Last week I told you all about the major diet change I made that has helped exponentially with both my endometriosis and ADHD, and I alluded to the fact that it allowed me to stop taking my ADHD medication. You may have wondered why I started taking it again in the first place, since I had previously written about how I decided not to take it because of fears that it could contribute negatively to my endometriosis. So instead of medication, I wanted to try more “lifestyle” approaches, like exercise, to reduce my symptoms. Today I thought I would share why I ended up back on Adderall and what it's taught me about how I handle fear.

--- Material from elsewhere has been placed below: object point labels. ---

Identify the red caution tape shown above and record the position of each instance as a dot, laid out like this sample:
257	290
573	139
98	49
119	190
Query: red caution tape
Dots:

I started considering Adderall again when I was in the depths of my struggle with my restrictive diet and overall lack of energy. It's hard to use exercise to manage your symptoms when you feel awful, and something had to give. But I was still afraid of how it would affect my endometriosis and of the long-term impact of taking stimulants in general. On top of that, I was also afraid that I would either have to keep increasing my dose as my body adjusted and/or that it just wouldn't work anymore at some point, which does happen to some people; I couldn't handle the idea that I could experience so many potential negative effects for something that might not work forever. But then I read something that I can’t find now that pointed out that, even if a medication only worked for you for, say, two years, that still means it worked for you for two years, which is not nothing.
At the same time, I was also afraid that, basically, Adderall would work forever, so much so that it would be devastating to come off of it later for a pregnancy, and why would I want to set myself up for that hardship? Why get used to something that I couldn't use all the time? I might as well figure out my alternatives now so I wouldn't have to do it later.
These fears might sound reasonable and responsible until you realize that I was I was afraid of both failure and success. Finally, my desperation for something that would ease my symptoms outweighed my fears of the costs of taking medication, and I said “Screw it” and started taking it.
I'm glad I finally got to that place and started taking it again, but I wish it hadn’t taken my getting to a desperate place to get there. When I look at my thought processes, I can see how irrational they were. Why was I worrying about a potential problem in the future that may not even happen when I couldn't even make it through the day? I've realized that I have a pretty consistent pattern of putting fears about the future over the needs of the present, even though addressing those needs is often the best way to prevent those fears about the future from becoming a reality. With medication, I was so worried about the various risks of long-term use that I couldn't allow myself to use it to function in the present, even though that's exactly what I needed to be able to make the changes that allowed me to not use it in the long-term and thus avoid said risks.
I'm not saying it's bad to consider the potential long-term effects of your decisions or avoid starting bad habits. It is bad, though, to accept future possibilities are certainties, especially when it keeps you from accepting and dealing with actual realities of the present. In my case, I had decided that my fears about the future if I took medication were definitely going to happen while rejecting the truth that what I was doing in the present definitely wasn't working. The problem with not accepting what is and instead obsessively focusing on what could be, though, is that, as I've been learning in therapy, the only thing I can really control is how I respond to the present moment. Getting too caught up in the future, which isn't real yet(!) and which I can't control, means I end up making choices based on fear and anxiety instead of from the calm, sober, grounded place that comes when I focus on the present.
I think part of the reason I like to make fear-based decisions by projecting into the future is that it, ironically, actually feels more secure, because I “know” what's going to happen. When I commit to living day by day and doing what's needed in the present, though, I don't know what will happen in the future, and that's scary! I'd rather be certain about my future, even if that future is terrible, than have to be uncertain about it, even if the uncertain future could be more promising. I'm really into “better the devil you know than the one you don't.” But how much better to live a uncertain life driven by presence and groundedness than a certain but fear-filled one.
So while I hope I won’t need to take Adderall again, I also hope that, if I ever do find myself needing it again, that I'll be brave enough to face that reality before I desperation forces me to.